Roam Notes on Poitr Wozniak (Supermemo) Twenty Rules of Formulating Knowledge

  • "Author::" [[Poitr Wozniak]]
  • "Source::" https://www.supermemo.com/en/archives1990-2015/articles/20rules
  • "Recommended By::"
  • "Tags:: " #Flashcards #[[Spaced Repetition]] #[[flashcard design]] #Learning
  • Summary

  • The rules are listed in order from most important / common to least.
  • Rule 1: Do not learn if you do not understand. Trying to memorize things you don’t understand increase the time to learn and more importantly, reduces the value of the knowledge to nothing (e.g. memorizing a German history book when you don’t know German – you won’t know any of its history). #[[Flashcard Tip: Don’t add Things you Don’t Understand]]
  • Rule 2: Learn before you memorize. He recommends building an overall picture of the learned knowledge before memorizing. You’ll reduce learning time when the individual pieces fit a single coherent structure. So, read the chapter first, then add the cards. #[[Flashcard Tip: Learn Before you Memorize]]
    • Notes: Why can’t you learn with [[Flashcards]] alone? Perhaps this is efficient if presented in the proper order. Also, perhaps the cards need to change when first learning when compared to committing to long-term memory. If so, how do they change? In other words, how are "questions for learning" different than "questions for retention"? #[[Personal Ideas]]
  • Rule 3: Build upon the basics. Start simple, and build from there. Don’t hesitate to memorize basic, obvious things. The cost of memorizing them is small, because they’re easy to answer. "usually you spend 50% of your time repeating just 3-5% of the learned material" source #[[Flashcard Tip: Build Upon the Basics]]
    • Notes: The basics provide [[scaffolding]] that you can build upon. This reminds me of the [[80-20 rule]], where a big chunk of your time is spent on a small number of [[flashcards]]. #[[Flashcard Tip: Track Down and Eliminate Your Problem Cards]].
  • Rule 4: Stick to the minimum information principle. Formulate knowledge as simply as possible. Simple is easy to remember, and having a complex answer means there is more to remember – a larger number of simpler cards covering the same knowledge lets you review each sub-component at its own appropriate pace. #[[Minimum Information Principle]] #[[Flashcard Tip: Follow the Minimum Information Principle]]
  • Rule 5: Cloze deletion is easy and effective. #[[Flashcard Tip: Use Cloze Deletion]]
  • Rule 6: Use imagery. Our brains are wired for them. They usually take more time to create though compared to a basic verbal card, so weigh the benefits. #[[Flashcard Tip: Use Images]]
  • Rule 7: Use mnemonic techniques. He makes an interesting point that these do not solve the problem of forgetting, since the bottleneck is long-lasting and useful memory, not quickly memorizing knowledge. For that, you need #[[Spaced Repetition]]. "Experience shows that with a dose of training you will need to consciously apply mnemonic techniques in only 1-5% of your items". #[[Flashcard Tip: Save Mnemonics for Difficult Cards]] #mnemonics
  • Rule 8: Graphic deletion is as good as cloze deletion. #[[Flashcard Tip: Use Image Occlusion]]
  • Rule 9: Avoid sets.
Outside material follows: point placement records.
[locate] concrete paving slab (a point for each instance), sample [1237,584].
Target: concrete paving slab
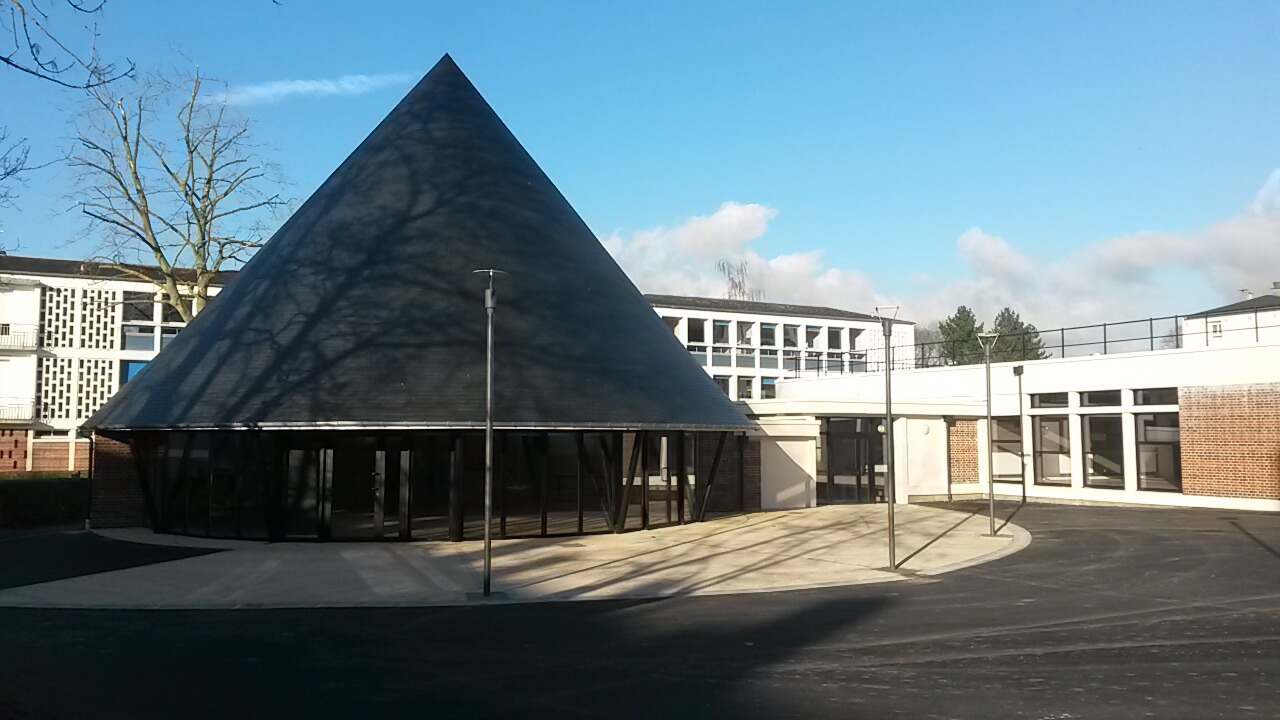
[754,552]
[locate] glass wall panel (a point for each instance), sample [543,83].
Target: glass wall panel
[140,337]
[1101,399]
[1104,451]
[1156,396]
[1159,452]
[1008,449]
[768,335]
[720,332]
[1048,400]
[1052,442]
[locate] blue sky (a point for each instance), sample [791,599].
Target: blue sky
[1078,160]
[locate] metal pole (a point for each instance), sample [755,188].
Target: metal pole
[987,341]
[488,440]
[490,302]
[887,326]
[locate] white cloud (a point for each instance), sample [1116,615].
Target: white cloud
[280,90]
[681,260]
[1150,273]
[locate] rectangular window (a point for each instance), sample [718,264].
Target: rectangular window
[768,335]
[138,337]
[1104,451]
[722,382]
[1006,442]
[699,352]
[720,332]
[1160,455]
[1156,396]
[810,336]
[1048,400]
[129,368]
[1101,399]
[696,331]
[168,335]
[140,308]
[790,336]
[1052,451]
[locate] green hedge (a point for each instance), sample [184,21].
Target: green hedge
[33,502]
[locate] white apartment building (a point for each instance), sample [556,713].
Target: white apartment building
[71,333]
[749,346]
[1180,427]
[1247,322]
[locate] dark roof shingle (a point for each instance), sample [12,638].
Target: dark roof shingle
[362,310]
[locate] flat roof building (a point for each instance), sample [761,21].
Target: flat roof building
[337,384]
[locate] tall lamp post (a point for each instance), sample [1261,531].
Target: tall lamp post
[987,341]
[490,302]
[886,314]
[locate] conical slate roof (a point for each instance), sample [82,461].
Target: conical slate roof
[362,310]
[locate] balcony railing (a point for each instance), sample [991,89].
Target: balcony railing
[18,337]
[17,410]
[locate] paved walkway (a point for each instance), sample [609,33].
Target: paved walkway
[757,552]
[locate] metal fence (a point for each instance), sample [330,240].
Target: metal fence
[1148,335]
[18,337]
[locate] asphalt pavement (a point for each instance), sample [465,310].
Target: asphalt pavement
[1110,613]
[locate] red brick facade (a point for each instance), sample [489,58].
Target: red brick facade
[1230,441]
[13,451]
[117,495]
[963,451]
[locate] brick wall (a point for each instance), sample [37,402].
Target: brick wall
[963,450]
[117,495]
[737,479]
[49,456]
[1230,440]
[13,451]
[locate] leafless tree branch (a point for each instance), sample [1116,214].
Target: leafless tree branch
[170,178]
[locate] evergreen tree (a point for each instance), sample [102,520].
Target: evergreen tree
[1016,341]
[960,343]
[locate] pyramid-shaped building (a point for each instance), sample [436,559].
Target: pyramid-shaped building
[361,324]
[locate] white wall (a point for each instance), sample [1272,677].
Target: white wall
[922,399]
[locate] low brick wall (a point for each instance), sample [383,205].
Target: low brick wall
[13,451]
[1230,441]
[115,499]
[963,451]
[50,456]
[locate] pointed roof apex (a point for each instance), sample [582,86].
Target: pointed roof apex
[364,310]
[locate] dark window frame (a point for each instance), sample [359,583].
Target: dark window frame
[1092,478]
[1038,451]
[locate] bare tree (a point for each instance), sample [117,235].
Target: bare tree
[739,283]
[192,199]
[31,44]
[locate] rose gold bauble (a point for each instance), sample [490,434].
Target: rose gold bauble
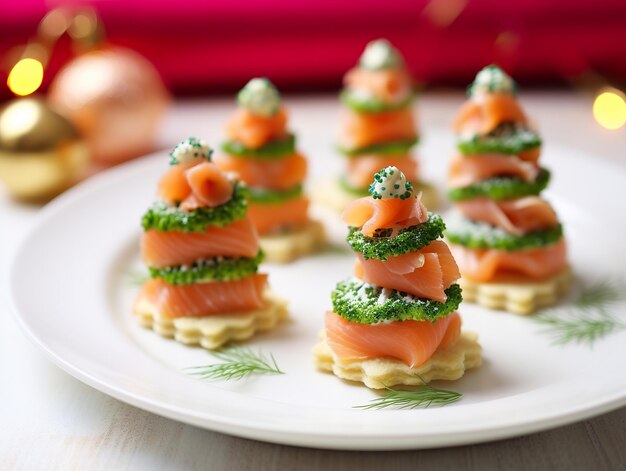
[117,100]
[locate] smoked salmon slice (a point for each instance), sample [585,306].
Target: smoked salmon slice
[164,249]
[388,85]
[465,171]
[209,184]
[518,216]
[280,174]
[498,265]
[425,273]
[360,170]
[412,342]
[360,130]
[273,217]
[205,299]
[173,186]
[371,214]
[254,131]
[485,112]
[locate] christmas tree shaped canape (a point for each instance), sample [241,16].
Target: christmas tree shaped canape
[262,151]
[203,254]
[396,321]
[377,127]
[507,241]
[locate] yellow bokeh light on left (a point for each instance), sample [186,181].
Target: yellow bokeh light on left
[609,109]
[25,77]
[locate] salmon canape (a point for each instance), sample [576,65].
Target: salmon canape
[377,127]
[203,253]
[506,239]
[262,151]
[396,321]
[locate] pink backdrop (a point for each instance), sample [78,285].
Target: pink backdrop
[217,45]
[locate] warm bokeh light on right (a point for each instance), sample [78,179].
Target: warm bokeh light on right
[609,109]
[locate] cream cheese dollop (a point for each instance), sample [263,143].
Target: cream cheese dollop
[492,79]
[389,183]
[380,55]
[259,96]
[190,149]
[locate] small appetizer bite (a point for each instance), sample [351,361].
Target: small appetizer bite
[377,127]
[396,321]
[203,254]
[263,152]
[507,240]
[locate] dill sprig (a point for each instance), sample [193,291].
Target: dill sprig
[588,318]
[421,397]
[237,363]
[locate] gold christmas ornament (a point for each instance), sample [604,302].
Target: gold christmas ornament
[115,98]
[41,153]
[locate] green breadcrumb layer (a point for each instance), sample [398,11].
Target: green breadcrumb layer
[357,301]
[408,240]
[162,217]
[371,105]
[384,148]
[258,195]
[508,138]
[276,149]
[214,269]
[501,188]
[478,235]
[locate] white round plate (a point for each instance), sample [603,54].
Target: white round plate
[72,293]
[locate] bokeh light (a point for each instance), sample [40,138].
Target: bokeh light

Sets are unordered collections of objects. Very difficult to memorize. If you must, use [[enumerations]] instead, which are ordered in some way. #sets #[[Flashcard Tip: Avoid sets]]
  • Rule 10: Avoid enumerations #enumerations #[[Flashcard Tip: Avoid Enumerations]]
    • He includes a nice method for [[memorizing text]] such as [[poems]] or [[prayers]], without using [[cloze deletion]]
  • Rule 11: Combat interference: #[[memory interference]] #[[Flashcard Tip: Combat Interference]]
    • Learning similar things tends to make you confuse them. [[memory interference]] – "knowledge of one item tends to make it harder to remember another item".
    • "**Interference is probably the single greatest cause of forgetting in collections of an experienced user of **[[SuperMemo]]."
    • The only strategy to work against this is detect and eliminate. It’s hard to know you’ll face interference at card creation time.
  • Rule 12: Optimize wording #[[Flashcard Tip: Optimize Wording]]
    • Shave down the number of words you use. Make your cards as clear and concise as possible. Focus on the piece of information that is important.
  • Rule 13: Refer to other memories #[[Flashcard Tip: Refer to Other Memories]]
    • When you add a new card, try incorporating things you’ve learned from other cards.
  • Rule 14: Personalize and provide examples: #[[Flashcard Tip: Personalize and Provide Examples]]
    • Link your cards to your personal life.
  • Rule 15: Rely on emotional states: #[[Flashcard Tip: Rely on Emotional States]]
    • We remember things better that are vivid or shocking.
  • Rule 16: Context cues simplify wording: #[[Flashcard Tip: Use Context Cues]]
    • They often reduce the number of words you need
  • Rule 17: Redundancy does not contradict minimum information principle #[[Flashcard Tip: Use Redundancy]]
    • Redundancy – more information than needed or duplicate information.
    • It can be good, and minimum information principle does not mean minimum number of characters in your deck.
  • Rule 18: Provide source: #[[Flashcard Tip: Provide Sources]]
  • Rule 19: Provide date stamping: #[[Flashcard Tip: Use Date Stamps]]
    • Particularly for knowledge that changes over time and can become obsolete.
  • Rule 20: Prioritize: #[[Flashcard Tip: Prioritize]]
    • There is way more knowledge in the world than you’ll be able to absorb and remember long-term.
    • Focus on adding knowledge that is most relevant and important to you.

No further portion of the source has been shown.